Recovering the Reformation Distinction Between Law and Gospel

 

“Are you getting in the Word?”
“You gotta get in the Word.”

Christians hear phrases like this constantly. They sound deeply spiritual and unquestionably biblical. But when you stop and think about them, they are often so broad and undefined that they become practically meaningless. What exactly does that mean?

In the Reformation tradition, Scripture is not merely a religious book we study. Scripture is how God Himself speaks to His people. And when God speaks in Scripture, He speaks in two fundamentally different ways: law and gospel. These two words of God do radically different things.

The law commands, exposes sin, condemns self-righteousness, and reveals our need for Christ. The gospel announces what Christ has done for sinners—His incarnation, obedience, death, resurrection, ascension, and intercession—and freely gives forgiveness, righteousness, peace, and assurance through faith alone.

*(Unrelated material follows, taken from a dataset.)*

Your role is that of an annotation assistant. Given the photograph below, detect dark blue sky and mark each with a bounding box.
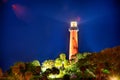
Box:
[0,0,120,70]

God speaks through the law to reveal sin.
God speaks through the gospel to reveal the Savior.

God speaks through the law to wound the conscience.
God speaks through the gospel to heal the conscience.

God speaks through the law to show us our inability to save ourselves.
God speaks through the gospel to announce that Christ has accomplished salvation for us.

So when someone says, “You need to get in the Word,” the crucial question is: Which word? The law? The gospel? Command? Promise? Imperative? Declaration? Threat? Comfort?

This is precisely why the Reformers insisted upon the centrality of the law/gospel distinction. Luther called it one of the highest arts in theology because confusing the two destroys both assurance and the proper use of Scripture.

Biblically, the Word of God does many different things because God speaks differently in different texts and contexts:

  • The law says, “Do this.”
  • The gospel says, “Christ has done it.”
  • The law demands righteousness.
  • The gospel gives righteousness.
  • The law exposes sin.
  • The gospel forgives sinners.
  • The law troubles the conscience.
  • The gospel comforts the conscience.

Without this distinction, “getting in the Word” can easily become vague evangelical jargon that reduces Scripture to moral principles, life advice, sanctification techniques, or inspirational thoughts.

But the Scriptures are not merely a manual for self-improvement. They are the living voice of God addressing His people. Through the law, God exposes sinners. Through the gospel, He gives Christ to sinners.

The real question is not merely whether someone is “in the Word,” but whether they rightly distinguish God’s words of command from His words of promise—and whether Christ Himself is being proclaimed as the fulfillment and center of all Scripture.